It was time for a visit to the dive bar, and as we emerged from the restaurant, things were heating up across the way.
Sadly, when I returned to Plzeň in 1989, the entire building was gone, demolished for a street widening project. Looking closely at the photo from 1987, there seem to be few signs of life in the upper three floors, so perhaps the tavern’s demise was a done deal even as we were drinking there.
At any rate, the pub with no name was a delight, and the regular crowd was shuffling in.

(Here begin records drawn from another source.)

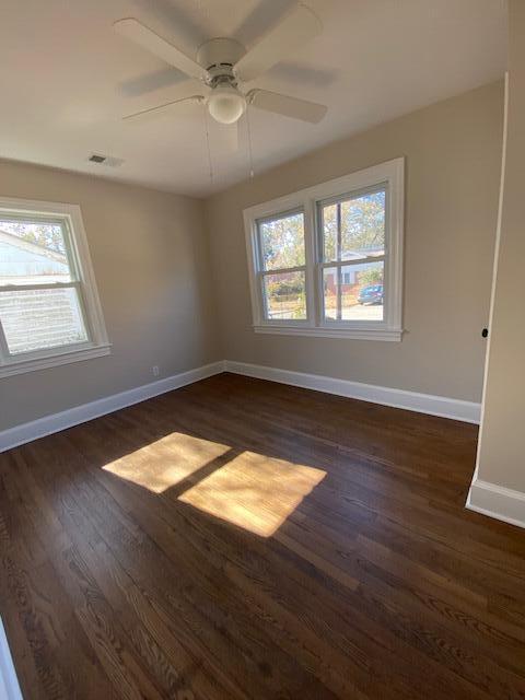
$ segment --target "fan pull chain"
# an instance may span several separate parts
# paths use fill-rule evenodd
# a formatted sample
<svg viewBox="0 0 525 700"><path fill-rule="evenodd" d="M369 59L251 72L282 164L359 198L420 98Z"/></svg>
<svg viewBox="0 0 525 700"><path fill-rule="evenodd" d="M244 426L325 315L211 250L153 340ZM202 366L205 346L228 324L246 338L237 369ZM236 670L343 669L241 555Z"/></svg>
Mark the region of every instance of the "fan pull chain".
<svg viewBox="0 0 525 700"><path fill-rule="evenodd" d="M254 173L254 154L252 151L252 128L249 125L249 105L246 106L246 129L248 132L248 163L249 163L249 177L253 178Z"/></svg>
<svg viewBox="0 0 525 700"><path fill-rule="evenodd" d="M211 161L211 148L210 148L210 130L208 128L208 109L206 107L206 103L202 102L202 116L205 119L205 131L206 131L206 149L208 151L208 167L210 172L210 183L213 185L213 163Z"/></svg>

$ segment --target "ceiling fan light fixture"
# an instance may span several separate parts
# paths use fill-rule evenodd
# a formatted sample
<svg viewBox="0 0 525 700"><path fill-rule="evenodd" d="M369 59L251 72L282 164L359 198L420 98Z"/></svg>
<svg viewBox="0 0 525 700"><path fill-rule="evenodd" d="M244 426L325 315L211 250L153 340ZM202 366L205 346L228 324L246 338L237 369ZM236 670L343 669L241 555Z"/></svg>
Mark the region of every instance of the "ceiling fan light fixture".
<svg viewBox="0 0 525 700"><path fill-rule="evenodd" d="M246 109L246 97L233 85L215 88L208 97L208 112L219 124L234 124Z"/></svg>

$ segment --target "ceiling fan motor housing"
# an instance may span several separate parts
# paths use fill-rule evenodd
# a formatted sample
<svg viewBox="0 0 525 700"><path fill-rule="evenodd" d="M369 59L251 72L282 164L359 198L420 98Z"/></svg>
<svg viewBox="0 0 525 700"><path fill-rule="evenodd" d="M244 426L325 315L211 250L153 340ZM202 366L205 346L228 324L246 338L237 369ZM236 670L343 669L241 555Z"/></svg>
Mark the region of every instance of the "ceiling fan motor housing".
<svg viewBox="0 0 525 700"><path fill-rule="evenodd" d="M246 54L246 49L235 39L214 38L202 44L197 51L197 62L206 71L221 67L233 69L235 63Z"/></svg>

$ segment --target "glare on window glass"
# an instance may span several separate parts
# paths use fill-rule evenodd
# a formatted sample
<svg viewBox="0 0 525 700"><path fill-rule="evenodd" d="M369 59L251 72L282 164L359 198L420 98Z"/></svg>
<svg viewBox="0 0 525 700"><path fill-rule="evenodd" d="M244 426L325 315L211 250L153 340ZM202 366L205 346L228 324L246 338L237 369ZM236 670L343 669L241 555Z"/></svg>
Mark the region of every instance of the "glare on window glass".
<svg viewBox="0 0 525 700"><path fill-rule="evenodd" d="M0 285L69 282L62 226L0 218Z"/></svg>

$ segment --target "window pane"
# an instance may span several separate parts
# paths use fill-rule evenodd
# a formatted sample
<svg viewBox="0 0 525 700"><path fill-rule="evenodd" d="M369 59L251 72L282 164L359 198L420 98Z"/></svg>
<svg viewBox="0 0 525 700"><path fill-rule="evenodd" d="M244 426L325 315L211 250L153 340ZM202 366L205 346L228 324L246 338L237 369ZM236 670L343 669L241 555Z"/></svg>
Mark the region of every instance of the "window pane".
<svg viewBox="0 0 525 700"><path fill-rule="evenodd" d="M302 212L259 222L259 235L265 270L301 267L305 264Z"/></svg>
<svg viewBox="0 0 525 700"><path fill-rule="evenodd" d="M322 207L324 259L352 260L385 253L385 190Z"/></svg>
<svg viewBox="0 0 525 700"><path fill-rule="evenodd" d="M0 320L12 354L88 340L74 288L0 292Z"/></svg>
<svg viewBox="0 0 525 700"><path fill-rule="evenodd" d="M0 215L0 287L69 282L62 226Z"/></svg>
<svg viewBox="0 0 525 700"><path fill-rule="evenodd" d="M383 262L325 268L325 319L383 320Z"/></svg>
<svg viewBox="0 0 525 700"><path fill-rule="evenodd" d="M266 275L264 284L267 319L306 318L304 272Z"/></svg>

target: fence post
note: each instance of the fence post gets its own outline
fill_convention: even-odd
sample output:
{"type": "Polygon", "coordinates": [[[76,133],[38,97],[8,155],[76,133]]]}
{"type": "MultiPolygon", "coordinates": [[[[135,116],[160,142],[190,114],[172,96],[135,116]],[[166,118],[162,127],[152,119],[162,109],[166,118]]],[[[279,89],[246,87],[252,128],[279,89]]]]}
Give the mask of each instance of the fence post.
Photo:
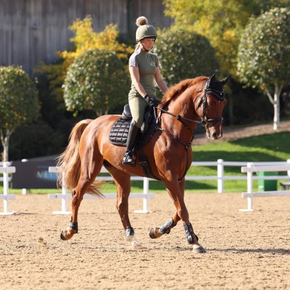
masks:
{"type": "Polygon", "coordinates": [[[149,193],[149,179],[148,177],[144,177],[143,179],[143,193],[145,195],[143,198],[143,209],[134,211],[134,213],[150,213],[148,209],[148,194],[149,193]]]}
{"type": "MultiPolygon", "coordinates": [[[[8,162],[3,162],[3,167],[4,168],[7,168],[8,166],[8,162]]],[[[3,211],[5,213],[7,213],[8,212],[8,207],[9,207],[9,202],[8,202],[8,188],[9,188],[9,184],[8,184],[8,173],[7,173],[7,171],[4,171],[3,173],[3,194],[6,197],[4,199],[4,204],[3,204],[3,211]]]]}
{"type": "Polygon", "coordinates": [[[224,192],[224,160],[218,160],[218,193],[224,192]]]}
{"type": "Polygon", "coordinates": [[[0,200],[3,200],[3,212],[0,215],[15,215],[16,211],[9,212],[9,200],[15,199],[15,195],[9,194],[9,171],[12,173],[15,172],[15,168],[9,170],[10,162],[3,162],[3,195],[0,195],[0,200]]]}
{"type": "MultiPolygon", "coordinates": [[[[28,162],[28,159],[21,159],[21,162],[28,162]]],[[[29,192],[29,189],[27,188],[22,188],[22,194],[28,194],[29,192]]]]}

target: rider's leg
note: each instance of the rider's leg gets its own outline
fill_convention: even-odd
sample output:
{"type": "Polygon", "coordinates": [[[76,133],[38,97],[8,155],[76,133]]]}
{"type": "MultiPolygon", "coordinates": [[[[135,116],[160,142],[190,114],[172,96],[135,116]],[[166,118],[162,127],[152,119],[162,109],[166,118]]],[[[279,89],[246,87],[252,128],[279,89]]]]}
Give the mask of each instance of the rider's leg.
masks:
{"type": "Polygon", "coordinates": [[[130,109],[132,114],[132,122],[128,134],[127,148],[123,158],[123,164],[135,166],[133,157],[133,149],[136,144],[139,128],[142,126],[147,102],[142,97],[135,97],[129,100],[130,109]]]}

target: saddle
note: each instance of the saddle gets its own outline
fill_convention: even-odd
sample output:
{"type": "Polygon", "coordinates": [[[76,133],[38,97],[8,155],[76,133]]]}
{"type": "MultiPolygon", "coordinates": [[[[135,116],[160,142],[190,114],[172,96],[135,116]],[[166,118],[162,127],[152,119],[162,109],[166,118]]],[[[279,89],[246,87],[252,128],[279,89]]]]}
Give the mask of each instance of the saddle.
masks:
{"type": "MultiPolygon", "coordinates": [[[[157,128],[156,119],[155,109],[148,107],[144,113],[144,120],[137,137],[137,142],[135,146],[135,150],[141,149],[152,137],[157,128]]],[[[126,146],[131,120],[132,115],[130,106],[126,104],[124,107],[122,117],[117,120],[110,129],[109,134],[110,143],[115,145],[126,146]]]]}
{"type": "MultiPolygon", "coordinates": [[[[148,142],[157,128],[157,112],[155,108],[148,107],[144,114],[144,120],[137,136],[134,151],[138,153],[139,162],[146,176],[160,180],[151,173],[149,162],[144,155],[142,148],[148,142]]],[[[126,146],[131,124],[132,115],[128,104],[125,105],[122,117],[114,124],[109,134],[110,142],[115,145],[126,146]]],[[[136,154],[137,155],[137,154],[136,154]]]]}

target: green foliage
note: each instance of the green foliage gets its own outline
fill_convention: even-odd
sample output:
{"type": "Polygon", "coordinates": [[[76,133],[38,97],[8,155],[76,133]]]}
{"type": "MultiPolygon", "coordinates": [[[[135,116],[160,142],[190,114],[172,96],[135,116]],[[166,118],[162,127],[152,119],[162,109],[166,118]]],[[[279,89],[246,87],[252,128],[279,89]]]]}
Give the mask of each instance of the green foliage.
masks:
{"type": "MultiPolygon", "coordinates": [[[[166,14],[178,27],[192,28],[207,37],[217,51],[222,70],[236,75],[240,35],[251,15],[271,7],[289,4],[289,0],[164,0],[166,14]]],[[[180,41],[182,41],[180,39],[180,41]]]]}
{"type": "Polygon", "coordinates": [[[65,141],[63,135],[39,120],[19,128],[12,135],[9,155],[11,160],[19,160],[55,155],[60,153],[65,141]]]}
{"type": "Polygon", "coordinates": [[[68,110],[93,110],[100,116],[127,102],[129,85],[128,71],[115,54],[88,50],[70,66],[64,98],[68,110]]]}
{"type": "Polygon", "coordinates": [[[246,85],[289,83],[290,8],[273,8],[251,18],[242,37],[238,70],[246,85]]]}
{"type": "Polygon", "coordinates": [[[38,93],[21,67],[0,67],[0,130],[13,132],[39,115],[38,93]]]}
{"type": "Polygon", "coordinates": [[[163,30],[159,34],[153,52],[168,84],[219,71],[215,50],[204,37],[180,29],[163,30]]]}
{"type": "Polygon", "coordinates": [[[58,108],[64,108],[64,91],[61,88],[69,66],[76,57],[89,50],[103,50],[115,53],[120,59],[127,59],[133,52],[131,48],[119,43],[117,39],[119,30],[117,25],[109,24],[103,31],[95,32],[93,29],[93,19],[90,16],[84,19],[76,19],[68,27],[75,34],[70,42],[73,44],[72,51],[59,51],[56,54],[61,58],[56,64],[46,65],[39,64],[35,71],[47,74],[50,81],[51,95],[58,102],[58,108]]]}
{"type": "Polygon", "coordinates": [[[8,161],[11,134],[37,119],[39,108],[37,90],[22,68],[0,67],[0,137],[3,161],[8,161]]]}

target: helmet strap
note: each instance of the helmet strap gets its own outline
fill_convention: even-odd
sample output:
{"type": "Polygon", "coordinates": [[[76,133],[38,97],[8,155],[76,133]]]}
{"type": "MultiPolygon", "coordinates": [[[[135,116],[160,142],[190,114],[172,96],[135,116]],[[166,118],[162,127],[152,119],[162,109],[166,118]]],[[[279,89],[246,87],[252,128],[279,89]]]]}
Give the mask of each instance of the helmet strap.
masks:
{"type": "Polygon", "coordinates": [[[144,46],[143,45],[143,43],[142,43],[142,39],[140,41],[140,43],[141,43],[141,45],[142,46],[142,47],[143,47],[143,48],[144,49],[144,50],[146,50],[147,52],[149,52],[149,51],[151,50],[148,50],[148,49],[146,49],[145,48],[144,48],[144,46]]]}

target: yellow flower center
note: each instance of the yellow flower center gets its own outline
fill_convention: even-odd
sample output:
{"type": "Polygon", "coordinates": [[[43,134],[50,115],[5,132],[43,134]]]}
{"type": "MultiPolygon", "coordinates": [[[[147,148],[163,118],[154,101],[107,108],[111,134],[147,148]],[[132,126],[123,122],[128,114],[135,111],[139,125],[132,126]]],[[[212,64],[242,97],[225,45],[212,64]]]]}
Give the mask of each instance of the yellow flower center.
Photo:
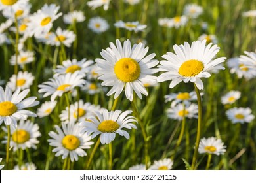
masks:
{"type": "Polygon", "coordinates": [[[69,150],[76,149],[79,144],[79,139],[73,135],[67,135],[62,139],[63,146],[69,150]]]}
{"type": "Polygon", "coordinates": [[[179,116],[181,116],[181,117],[184,117],[184,116],[186,116],[186,115],[188,115],[188,111],[186,110],[180,110],[178,112],[178,115],[179,116]]]}
{"type": "Polygon", "coordinates": [[[15,4],[18,0],[1,0],[2,4],[7,6],[11,6],[15,4]]]}
{"type": "Polygon", "coordinates": [[[17,144],[23,144],[30,139],[30,133],[24,129],[18,129],[12,133],[12,141],[17,144]]]}
{"type": "Polygon", "coordinates": [[[98,126],[98,129],[103,133],[113,133],[118,129],[119,125],[112,120],[105,120],[102,122],[98,126]]]}
{"type": "Polygon", "coordinates": [[[41,25],[45,26],[51,22],[51,20],[52,19],[49,16],[45,17],[42,20],[42,21],[41,21],[41,25]]]}
{"type": "Polygon", "coordinates": [[[57,90],[62,90],[63,92],[66,91],[66,88],[70,87],[71,85],[68,84],[64,84],[62,85],[60,85],[59,87],[57,88],[57,90]]]}
{"type": "Polygon", "coordinates": [[[17,86],[22,86],[26,83],[25,79],[19,79],[17,80],[17,86]]]}
{"type": "Polygon", "coordinates": [[[244,116],[242,114],[237,114],[235,115],[236,119],[242,120],[244,118],[244,116]]]}
{"type": "Polygon", "coordinates": [[[161,171],[168,170],[168,167],[167,166],[161,166],[158,168],[158,170],[161,170],[161,171]]]}
{"type": "MultiPolygon", "coordinates": [[[[86,111],[81,108],[78,108],[78,117],[81,117],[86,114],[86,111]]],[[[77,119],[77,110],[75,110],[73,113],[73,116],[77,119]]]]}
{"type": "Polygon", "coordinates": [[[11,116],[17,111],[17,107],[9,101],[0,103],[0,116],[11,116]]]}
{"type": "Polygon", "coordinates": [[[206,146],[204,148],[205,151],[209,151],[211,152],[215,152],[216,151],[216,148],[215,146],[206,146]]]}
{"type": "Polygon", "coordinates": [[[179,74],[184,77],[193,77],[203,70],[203,63],[196,59],[184,62],[179,69],[179,74]]]}
{"type": "Polygon", "coordinates": [[[184,92],[179,93],[176,98],[181,100],[188,100],[190,98],[190,96],[188,92],[184,92]]]}
{"type": "Polygon", "coordinates": [[[135,81],[140,75],[140,65],[131,58],[123,58],[117,61],[114,71],[117,78],[125,82],[135,81]]]}

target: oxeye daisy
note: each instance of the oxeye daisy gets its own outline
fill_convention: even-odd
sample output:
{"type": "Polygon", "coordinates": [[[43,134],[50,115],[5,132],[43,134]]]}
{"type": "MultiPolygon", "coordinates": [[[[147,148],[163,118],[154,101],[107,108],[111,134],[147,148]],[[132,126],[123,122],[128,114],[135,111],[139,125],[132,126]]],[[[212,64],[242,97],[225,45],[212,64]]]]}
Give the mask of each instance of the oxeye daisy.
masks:
{"type": "Polygon", "coordinates": [[[84,149],[90,148],[93,144],[91,142],[90,136],[85,134],[81,134],[81,128],[78,124],[69,123],[65,124],[62,123],[62,129],[55,125],[58,133],[50,131],[49,135],[53,138],[48,140],[50,146],[55,147],[53,152],[56,152],[55,156],[62,156],[62,159],[70,156],[72,162],[78,161],[78,156],[83,157],[87,156],[84,149]]]}
{"type": "Polygon", "coordinates": [[[0,87],[0,125],[4,122],[7,125],[11,125],[16,128],[18,119],[26,120],[28,116],[37,116],[34,112],[25,110],[39,103],[35,101],[36,97],[24,99],[30,92],[29,89],[20,92],[20,88],[18,88],[12,95],[8,86],[5,87],[5,91],[0,87]]]}
{"type": "Polygon", "coordinates": [[[110,25],[103,18],[96,16],[89,20],[88,27],[96,33],[102,33],[108,29],[110,25]]]}
{"type": "Polygon", "coordinates": [[[241,97],[241,92],[240,91],[232,90],[228,92],[226,95],[221,97],[221,103],[223,105],[232,104],[236,101],[239,99],[241,97]]]}
{"type": "Polygon", "coordinates": [[[167,110],[168,118],[178,120],[182,120],[184,117],[198,118],[198,106],[194,103],[187,104],[184,106],[182,103],[179,103],[167,110]]]}
{"type": "Polygon", "coordinates": [[[209,78],[209,73],[214,69],[224,69],[219,66],[224,61],[225,57],[213,60],[219,50],[216,44],[211,46],[209,44],[205,46],[206,40],[197,41],[192,43],[191,46],[186,42],[184,45],[175,45],[175,54],[167,52],[162,57],[166,60],[160,62],[160,71],[163,71],[158,78],[158,82],[172,80],[169,87],[173,88],[182,81],[194,82],[199,90],[203,89],[203,83],[200,78],[209,78]]]}
{"type": "Polygon", "coordinates": [[[35,77],[32,73],[28,71],[19,71],[18,75],[12,75],[10,78],[10,81],[7,82],[7,86],[12,90],[15,91],[16,86],[20,87],[21,90],[29,88],[32,85],[35,77]]]}
{"type": "Polygon", "coordinates": [[[91,65],[94,63],[91,59],[86,60],[86,58],[77,61],[76,59],[73,59],[64,61],[62,65],[57,65],[57,69],[54,69],[55,75],[65,75],[68,73],[74,73],[79,71],[79,75],[85,75],[89,73],[91,70],[91,65]]]}
{"type": "Polygon", "coordinates": [[[131,46],[129,40],[124,42],[123,48],[119,39],[116,40],[116,46],[110,43],[110,48],[100,52],[102,59],[96,59],[98,79],[103,80],[102,86],[113,86],[108,92],[109,96],[115,93],[117,98],[125,88],[125,95],[131,101],[133,98],[133,90],[140,99],[141,93],[148,95],[148,92],[142,81],[156,80],[156,77],[152,75],[158,71],[153,69],[158,61],[152,59],[155,54],[145,57],[148,47],[145,48],[142,43],[131,46]]]}
{"type": "Polygon", "coordinates": [[[45,93],[43,97],[51,96],[51,101],[53,101],[58,96],[62,96],[63,93],[72,91],[76,86],[81,87],[85,83],[83,75],[79,75],[79,71],[73,74],[68,73],[65,75],[53,76],[49,81],[43,82],[38,86],[41,88],[39,93],[45,93]]]}
{"type": "Polygon", "coordinates": [[[149,170],[171,170],[173,161],[170,158],[165,158],[158,161],[154,161],[154,164],[149,167],[149,170]]]}
{"type": "Polygon", "coordinates": [[[226,146],[221,139],[211,137],[207,139],[202,138],[199,143],[198,152],[200,154],[223,154],[226,152],[226,146]]]}
{"type": "Polygon", "coordinates": [[[39,108],[37,108],[37,116],[39,118],[43,118],[50,115],[55,108],[57,101],[45,101],[39,108]]]}
{"type": "Polygon", "coordinates": [[[251,114],[251,108],[249,107],[234,107],[230,108],[226,111],[226,115],[233,124],[250,123],[255,118],[254,115],[251,114]]]}
{"type": "MultiPolygon", "coordinates": [[[[3,130],[7,133],[7,129],[5,127],[2,127],[3,130]]],[[[11,139],[10,146],[13,147],[13,150],[16,151],[19,148],[25,150],[26,148],[36,149],[35,144],[39,141],[37,138],[41,136],[39,127],[37,124],[33,124],[30,120],[20,120],[18,122],[16,129],[11,128],[11,139]]],[[[2,142],[7,142],[7,136],[5,137],[5,140],[2,142]]]]}
{"type": "Polygon", "coordinates": [[[88,117],[85,121],[79,124],[82,127],[81,133],[88,135],[93,133],[92,138],[100,135],[102,144],[110,144],[115,139],[116,133],[129,139],[130,135],[123,128],[137,129],[133,124],[137,122],[135,117],[128,116],[131,112],[131,110],[121,112],[119,110],[108,112],[106,109],[103,110],[102,113],[95,111],[96,117],[88,117]]]}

When Frantisek and the lads arrived, the party started. He was a cabbie playing hooky, rejecting an afternoon’s fares so he could drive himself and four of his finest friends from one tavern to the next. As long as his communism-pretend credentials were in order, it probably wouldn’t matter whether he worked or not, and if you’re not working, why not have a few beers on a lovely summer’s day?
They spoke no English and we spoke no Czech. Some German words could be shared. The longer we remained, the easier it got. Seasoned drinkers understand that communication becomes immeasurably simpler once all participants have reached the stage of “universal second beer language,” wherein thoughts and concepts expressed in otherwise indecipherable tongues suddenly make perfect sense.
Eventually Franta reckoned we needed an education in the merits of Czech rum.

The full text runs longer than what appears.